We know that Adam Smith very much lived in the spirit of the argument attributed to Thales by Spinoza. (I don't have any reason to think Smith was influenced by Spinoza's depiction of Thales on this score.) But Hume does not. Hume explicitly defends the pursuit of (non-excessive) riches for the wise man and offers himself as an exemplar in his autobiography.

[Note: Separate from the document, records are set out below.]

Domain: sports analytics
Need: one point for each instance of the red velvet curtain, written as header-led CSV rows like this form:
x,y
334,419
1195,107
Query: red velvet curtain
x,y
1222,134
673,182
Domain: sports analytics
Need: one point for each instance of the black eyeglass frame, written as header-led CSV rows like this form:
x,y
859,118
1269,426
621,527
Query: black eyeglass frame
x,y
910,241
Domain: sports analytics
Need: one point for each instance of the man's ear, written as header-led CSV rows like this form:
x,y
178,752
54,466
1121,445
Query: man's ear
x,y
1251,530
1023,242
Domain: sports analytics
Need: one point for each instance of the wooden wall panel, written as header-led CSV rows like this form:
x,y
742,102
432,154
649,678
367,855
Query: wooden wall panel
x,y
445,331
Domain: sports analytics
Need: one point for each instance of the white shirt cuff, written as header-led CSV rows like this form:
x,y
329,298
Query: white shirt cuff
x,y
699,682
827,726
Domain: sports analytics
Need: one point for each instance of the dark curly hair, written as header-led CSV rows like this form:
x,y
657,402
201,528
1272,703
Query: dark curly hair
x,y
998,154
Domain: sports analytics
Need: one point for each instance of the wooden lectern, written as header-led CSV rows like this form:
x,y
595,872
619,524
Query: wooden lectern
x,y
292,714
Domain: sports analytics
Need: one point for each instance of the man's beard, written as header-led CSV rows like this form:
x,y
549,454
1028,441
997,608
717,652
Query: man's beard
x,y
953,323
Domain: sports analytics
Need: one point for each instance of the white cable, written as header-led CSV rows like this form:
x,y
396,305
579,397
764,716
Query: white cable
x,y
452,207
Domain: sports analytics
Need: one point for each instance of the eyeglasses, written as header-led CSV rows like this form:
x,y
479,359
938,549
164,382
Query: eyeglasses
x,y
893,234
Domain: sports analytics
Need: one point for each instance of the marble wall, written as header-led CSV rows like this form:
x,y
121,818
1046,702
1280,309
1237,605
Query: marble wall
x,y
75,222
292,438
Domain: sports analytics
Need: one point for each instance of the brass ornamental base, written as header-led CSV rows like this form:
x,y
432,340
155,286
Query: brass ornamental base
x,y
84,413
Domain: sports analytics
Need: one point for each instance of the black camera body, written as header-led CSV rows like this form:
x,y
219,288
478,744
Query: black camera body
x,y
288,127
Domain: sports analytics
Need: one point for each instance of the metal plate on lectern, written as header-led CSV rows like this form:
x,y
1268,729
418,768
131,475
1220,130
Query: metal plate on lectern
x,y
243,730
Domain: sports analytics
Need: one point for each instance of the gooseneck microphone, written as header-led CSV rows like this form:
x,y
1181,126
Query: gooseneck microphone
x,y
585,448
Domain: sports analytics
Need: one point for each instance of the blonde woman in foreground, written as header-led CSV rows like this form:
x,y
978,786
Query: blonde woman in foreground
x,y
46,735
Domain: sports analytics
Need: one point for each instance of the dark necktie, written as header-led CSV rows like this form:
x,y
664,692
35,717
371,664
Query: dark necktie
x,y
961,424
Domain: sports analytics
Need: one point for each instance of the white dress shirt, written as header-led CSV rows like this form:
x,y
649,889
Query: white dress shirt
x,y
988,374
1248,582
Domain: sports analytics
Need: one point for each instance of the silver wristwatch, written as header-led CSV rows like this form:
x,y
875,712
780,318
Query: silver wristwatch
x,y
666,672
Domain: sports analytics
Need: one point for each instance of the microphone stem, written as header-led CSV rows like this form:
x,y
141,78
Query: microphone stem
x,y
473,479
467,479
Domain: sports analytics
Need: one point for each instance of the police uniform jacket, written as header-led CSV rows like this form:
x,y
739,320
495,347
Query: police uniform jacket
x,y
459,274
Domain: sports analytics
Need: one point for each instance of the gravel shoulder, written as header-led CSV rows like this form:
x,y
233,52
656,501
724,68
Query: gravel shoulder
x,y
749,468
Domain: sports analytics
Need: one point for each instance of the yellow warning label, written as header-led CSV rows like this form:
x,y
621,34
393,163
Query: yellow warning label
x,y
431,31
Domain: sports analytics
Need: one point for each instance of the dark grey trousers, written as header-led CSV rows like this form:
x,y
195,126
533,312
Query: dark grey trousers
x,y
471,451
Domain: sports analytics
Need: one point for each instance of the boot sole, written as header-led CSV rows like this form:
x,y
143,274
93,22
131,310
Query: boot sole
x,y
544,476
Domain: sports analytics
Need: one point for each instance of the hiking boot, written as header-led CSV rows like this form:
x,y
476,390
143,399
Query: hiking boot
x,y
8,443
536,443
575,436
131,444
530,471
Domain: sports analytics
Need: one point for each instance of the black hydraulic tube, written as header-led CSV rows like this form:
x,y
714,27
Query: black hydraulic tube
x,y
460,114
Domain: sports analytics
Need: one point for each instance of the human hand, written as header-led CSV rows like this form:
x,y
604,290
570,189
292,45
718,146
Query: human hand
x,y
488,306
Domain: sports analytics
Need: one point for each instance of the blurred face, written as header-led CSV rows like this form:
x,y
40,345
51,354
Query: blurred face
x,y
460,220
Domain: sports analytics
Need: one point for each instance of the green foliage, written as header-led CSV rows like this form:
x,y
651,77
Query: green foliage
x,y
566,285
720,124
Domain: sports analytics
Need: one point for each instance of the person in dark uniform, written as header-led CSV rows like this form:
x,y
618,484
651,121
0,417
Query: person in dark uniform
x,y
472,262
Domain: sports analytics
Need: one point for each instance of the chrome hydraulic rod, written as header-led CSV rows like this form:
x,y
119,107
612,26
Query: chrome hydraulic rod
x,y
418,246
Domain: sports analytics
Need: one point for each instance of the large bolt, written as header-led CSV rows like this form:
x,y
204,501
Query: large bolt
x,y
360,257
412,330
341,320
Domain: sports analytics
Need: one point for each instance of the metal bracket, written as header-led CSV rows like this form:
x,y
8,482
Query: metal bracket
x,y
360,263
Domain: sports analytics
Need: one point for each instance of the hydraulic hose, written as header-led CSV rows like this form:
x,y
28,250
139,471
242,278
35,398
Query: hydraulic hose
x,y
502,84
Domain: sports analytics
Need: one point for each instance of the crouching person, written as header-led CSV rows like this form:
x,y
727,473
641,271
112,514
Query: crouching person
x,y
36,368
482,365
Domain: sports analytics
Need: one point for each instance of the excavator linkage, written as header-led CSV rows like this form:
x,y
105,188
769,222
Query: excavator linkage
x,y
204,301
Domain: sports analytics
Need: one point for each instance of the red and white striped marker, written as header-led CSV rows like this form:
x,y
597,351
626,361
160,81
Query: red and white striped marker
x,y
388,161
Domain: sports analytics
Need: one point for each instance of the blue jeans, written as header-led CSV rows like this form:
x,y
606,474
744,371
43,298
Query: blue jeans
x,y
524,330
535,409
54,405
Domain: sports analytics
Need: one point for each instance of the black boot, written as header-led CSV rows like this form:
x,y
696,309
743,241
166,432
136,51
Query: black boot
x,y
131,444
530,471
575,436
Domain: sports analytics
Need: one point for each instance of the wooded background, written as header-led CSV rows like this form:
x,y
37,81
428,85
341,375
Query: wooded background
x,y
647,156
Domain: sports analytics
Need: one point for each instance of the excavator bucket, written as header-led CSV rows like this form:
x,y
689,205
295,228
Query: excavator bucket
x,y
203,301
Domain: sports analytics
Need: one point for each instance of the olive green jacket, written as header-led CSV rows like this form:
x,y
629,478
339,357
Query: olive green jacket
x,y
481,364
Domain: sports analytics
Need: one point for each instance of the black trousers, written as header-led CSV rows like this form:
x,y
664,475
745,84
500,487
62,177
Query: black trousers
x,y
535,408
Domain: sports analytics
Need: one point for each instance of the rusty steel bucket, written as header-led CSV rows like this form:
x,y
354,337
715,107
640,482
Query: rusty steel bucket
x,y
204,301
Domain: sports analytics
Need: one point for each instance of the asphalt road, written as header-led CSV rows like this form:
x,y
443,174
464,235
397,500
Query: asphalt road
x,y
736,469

As regular readers know, I think Spinoza is not very far from Hume's pre-occupations at key points in his works. Paul Russell has offered solid reasons for thinking that this idea is a natural effect of the presentation of the Treatise.** In that light it is worth remarking, again, that in Hume's hands, at the start of his own philosophical project, Thales is treated as a natural philosopher and not a moral philosopher. This is, in fact, revisionary because it goes against Thales as one of the exemplary Greek wise men (and the presentation in Diogenes Laertius). And so a Spinozist, free-thinking reader of the Treatise is also alerted to the fact that Hume is no slavish follower at all.
+One of my more important changes is that Elwes has 'astrologer' where I have 'astronomer'; the Dutch of De Nagelaten Schriften says literally 'experienced in the orbits of the stars,' that is, an astronomer. (In his translation, Curley translates directly from NS, and uses "very experienced in the movement of the stars.") Since the original was in Dutch this seems the right way to go. Somewhat surprising, the Latin of the Opera Posthuma says 'Astrologus,' which seems to have influenced various other translations (including Akkerman's Dutch one). 'Astrologus' is ambigious between astronomer and astrologer, although I believe that in late the seventeenth century 'astrologus; was rarely used to convey an astronomer. Unfortunately for my present argument, as Steven Vanden Broecke alerted me, Gassendi does use 'astrologis' in vol. 2 of the (1649) Animadversiones (pp. 940-941). In correspondence with me, Piet Steenbakkers suggested that OP reflects the idea Spinoza was describing Thales as practicing juridical astrology in the sense of the art of inferring from the heavens practical consequences. But on my view this was probably part of meteorology for Spinoza.
*As I have noted (here) Hume's friend, Adam Smith, denies these claims about Thales without mentioning Hume.
**In my own work I have offered other grounds for thinking that Hume is going after Clarke's 'Newtonian' criticisms of Spinoza.